Long-term administration of salvianolic acid A promotes endogenous neurogenesis in ischemic stroke rats through activating Wnt3a/GSK3ß/ß-catenin signaling pathway.

ABSTRACT

Stroke is the major cause of death and disability worldwide. Most stroke patients who survive in the acute phase of ischemia display various extents of neurological deficits. In order to improve the prognosis of ischemic stroke, promoting endogenous neurogenesis has attracted great attention. Salvianolic acid A (SAA) has shown neuroprotective effects against ischemic diseases. In the present study, we investigated the neurogenesis effects of SAA in ischemic stroke rats, and explored the underlying mechanisms. An autologous thrombus stroke model was established by electrocoagulation. The rats were administered SAA (10 mg/kg, ig) or a positive drug edaravone (5 mg/kg, iv) once a day for 14 days. We showed that SAA administration significantly decreased infarction volume and vascular embolism, and ameliorated pathological injury in the hippocampus and striatum as well as the neurological deficits as compared with the model rats.
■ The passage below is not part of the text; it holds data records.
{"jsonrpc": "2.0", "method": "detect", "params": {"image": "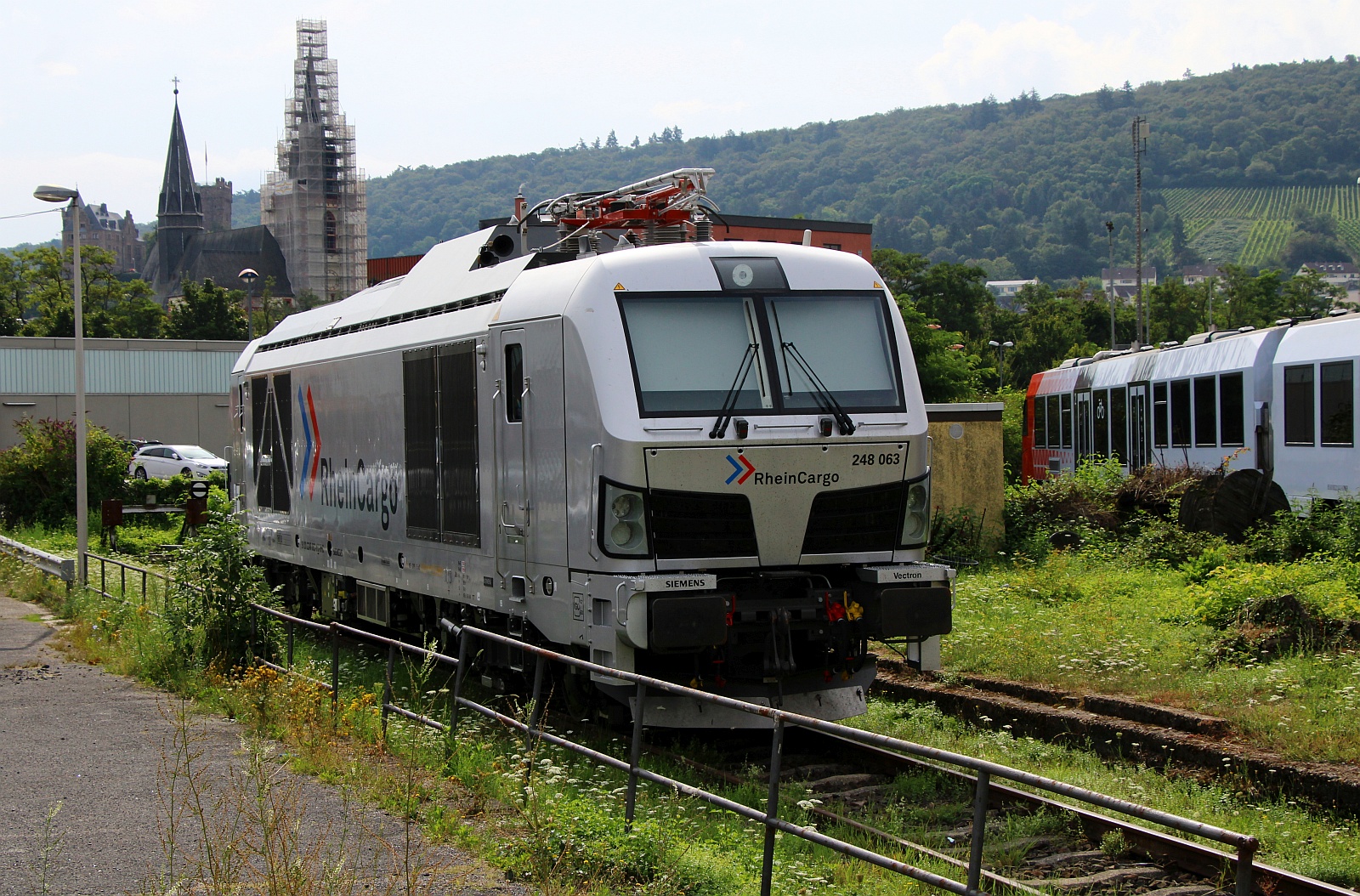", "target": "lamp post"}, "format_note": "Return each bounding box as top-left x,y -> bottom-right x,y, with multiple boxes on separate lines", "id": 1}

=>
988,338 -> 1016,392
1106,220 -> 1114,351
32,184 -> 90,586
236,268 -> 260,343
Furthermore, we found that SAA administration significantly promoted neural stem/progenitor cells (NSPCs) proliferation, migration and differentiation into neurons, enhanced axonal regeneration and diminished neuronal apoptosis around the ipsilateral subventricular zone (SVZ), resulting in restored neural density and reconstructed neural circuits in the ischemic striatum. Moreover, we revealed that SAA-induced neurogenesis was associated to activating Wnt3a/GSK3ß/ß-catenin signaling pathway and downstream target genes in the hippocampus and striatum. Edaravone exerted equivalent inhibition on neuronal apoptosis in the SVZ, as SAA, but edaravone-induced neurogenesis was weaker than that of SAA. Taken together, our results demonstrate that long-term administration of SAA improves neurological function through enhancing endogenous neurogenesis and inhibiting neuronal apoptosis in ischemic stroke rats via activating Wnt3a/GSK3ß/ß-catenin signaling pathway. SAA may be a potential therapeutic drug to promote neurogenesis after stroke.